For instance, early in our marriage Bennett asked me to wait until he got home to lift a heavy box down from a closet, but I didn’t want to wait and did it anyway. This was a pattern with me and sometimes I injured my back. I’ll never forgot what he said later: “Did it ever occur to you that a man can want to have a good effect you by lifting that box? Can that be part of your thought?” And he wrote kind critical lines about my back, which affected me very much. These are the first lines:
“Message from Meryl’s Back”
My loving back is telling me
To stop and look and want to see.
“I will be strong and will not ache
If you the proper time will take
To do the things you want to do—
Don’t plow ahead, but see what’s true”
I love Bennett for being a good critic of me and wanting me to be stronger.
The play, Peg ‘O My Heart comes to a crisis near the end when Peg stops Ethel from running away with Christian. It is night, and Peg comes home and sees Ethel with her suitcase:
Peg. Were ye goin’ away with him? Were ye?
Ethel. Take your hands off me…Let me go.
Peg. Ye’re not going out of this house tonight if I have to wake everyone…Ye’d take him from his wife and her baby?
Ethel. He hates them, and I hate this. And I’m going—
Peg. So ye’d break yer mother’s heart and his wife’s just to satisfy yer own selfish pleasures?….He gave his name and his life to a woman, and it’s your duty to protect her and the child she brought him.
Ethel. I’d kill myself first.
Peg. Not first. That’s what would happen to ye after ye’d gone with him…Doesn’t he want to leave the woman he swore to cherish…What do we suppose he’d do to one he took no oath with at all? You have some sense about this.
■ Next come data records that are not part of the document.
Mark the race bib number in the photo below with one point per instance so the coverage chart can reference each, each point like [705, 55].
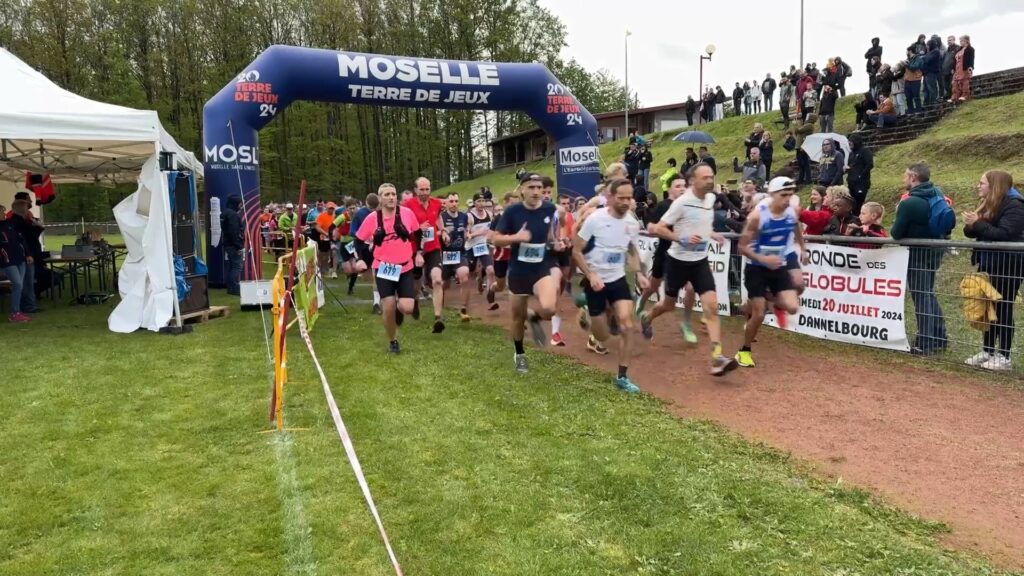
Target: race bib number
[614, 258]
[531, 253]
[387, 271]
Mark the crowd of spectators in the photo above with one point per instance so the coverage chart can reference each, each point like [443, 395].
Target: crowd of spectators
[930, 72]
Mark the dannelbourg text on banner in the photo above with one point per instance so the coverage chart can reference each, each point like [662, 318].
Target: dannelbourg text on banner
[853, 295]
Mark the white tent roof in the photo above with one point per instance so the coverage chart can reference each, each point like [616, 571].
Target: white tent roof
[47, 129]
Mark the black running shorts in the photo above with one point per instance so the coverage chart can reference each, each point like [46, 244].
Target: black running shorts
[760, 280]
[404, 287]
[597, 302]
[680, 273]
[522, 285]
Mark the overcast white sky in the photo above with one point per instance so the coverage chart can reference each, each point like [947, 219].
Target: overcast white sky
[755, 37]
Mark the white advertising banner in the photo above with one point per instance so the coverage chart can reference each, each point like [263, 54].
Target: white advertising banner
[853, 295]
[718, 257]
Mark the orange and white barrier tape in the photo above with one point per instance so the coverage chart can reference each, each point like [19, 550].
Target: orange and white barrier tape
[346, 441]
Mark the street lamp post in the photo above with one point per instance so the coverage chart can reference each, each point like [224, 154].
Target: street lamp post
[628, 34]
[801, 63]
[711, 50]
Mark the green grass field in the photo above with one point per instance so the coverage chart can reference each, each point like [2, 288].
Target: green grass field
[143, 454]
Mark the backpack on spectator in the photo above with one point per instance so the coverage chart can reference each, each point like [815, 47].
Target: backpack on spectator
[941, 217]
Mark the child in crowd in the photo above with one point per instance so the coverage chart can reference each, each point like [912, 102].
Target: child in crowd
[870, 223]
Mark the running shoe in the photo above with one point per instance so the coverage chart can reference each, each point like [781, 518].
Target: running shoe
[583, 319]
[780, 318]
[581, 300]
[537, 331]
[744, 359]
[624, 383]
[720, 365]
[978, 359]
[645, 326]
[688, 334]
[596, 346]
[997, 363]
[520, 364]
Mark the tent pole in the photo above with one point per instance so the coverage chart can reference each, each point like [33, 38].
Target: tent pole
[170, 241]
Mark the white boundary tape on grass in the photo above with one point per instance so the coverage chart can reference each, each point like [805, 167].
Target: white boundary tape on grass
[346, 441]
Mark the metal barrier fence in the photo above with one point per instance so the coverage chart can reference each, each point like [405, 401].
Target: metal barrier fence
[934, 307]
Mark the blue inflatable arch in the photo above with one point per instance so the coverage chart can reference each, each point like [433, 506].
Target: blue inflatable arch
[281, 75]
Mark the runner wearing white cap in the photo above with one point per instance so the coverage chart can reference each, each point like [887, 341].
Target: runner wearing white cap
[688, 225]
[772, 232]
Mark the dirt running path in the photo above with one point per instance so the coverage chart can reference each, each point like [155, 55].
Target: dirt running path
[941, 446]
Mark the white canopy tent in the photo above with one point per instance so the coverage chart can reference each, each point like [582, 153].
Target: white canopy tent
[46, 129]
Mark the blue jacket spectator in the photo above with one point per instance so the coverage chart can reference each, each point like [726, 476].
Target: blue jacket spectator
[912, 215]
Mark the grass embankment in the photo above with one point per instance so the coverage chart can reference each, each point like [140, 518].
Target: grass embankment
[979, 135]
[141, 454]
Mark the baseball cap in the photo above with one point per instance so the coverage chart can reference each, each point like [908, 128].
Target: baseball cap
[779, 183]
[531, 176]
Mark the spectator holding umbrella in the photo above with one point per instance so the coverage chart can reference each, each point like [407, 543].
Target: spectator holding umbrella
[826, 109]
[998, 218]
[858, 176]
Ethel sees how wrong she has been, and breaks down in tears. Peg says kindly to her:
Don’t cry. Don’t do that….and with the sunlight the thought of all this will go from ye. Come to my room and I’ll sit by yer side till morning.
The Determination of Good Will
“This desire to know, value, bring out the good power in things and people,” Ellen Reiss writes in The Right Of:
…is, Aesthetic Realism shows, the greatest strength. It is the only purpose that will make us truly strong. And the having of this good will is at the same time the most subtle of jobs, the most delicate, the tenderest.
This is what was encouraged in me as to my mother in classes taught by Ms. Reiss. Through what I learned, I began to see who my mother really was with more depth and kindness. In one class Ms. Reiss asked, “Do you think you can find the depths of your mother a subject of real interest?” And I was asked, “Do you really want your mother to think well of herself?” And, we began to have conversations about many things that made us both stronger.
I learned about her home in Brooklyn where she grew up during the depression, and what she felt later moving to Seaford, Long Island. I learned that she loved to read, what her favorite books were, that she once sang in a band. She told me about the excitement she felt when she first met my father in high school. Many of these conversations took place during the last months of her life.
I told her how much it meant to me to be learning about what sincerity is from Aesthetic Realism, when I had felt like such a faker. And when I thanked her for having been a critic of my insincerity—I was very much affected that she told me she worried about sincerity in herself too.
My mother and I came to have a friendship that I treasure. A week before she died, she wrote in a letter to Ellen Reiss:
I thank Eli Siegel for saving my daughter’s life and I want to thank you Ms. Reiss for continuing the kind work of [Mr.] Siegel.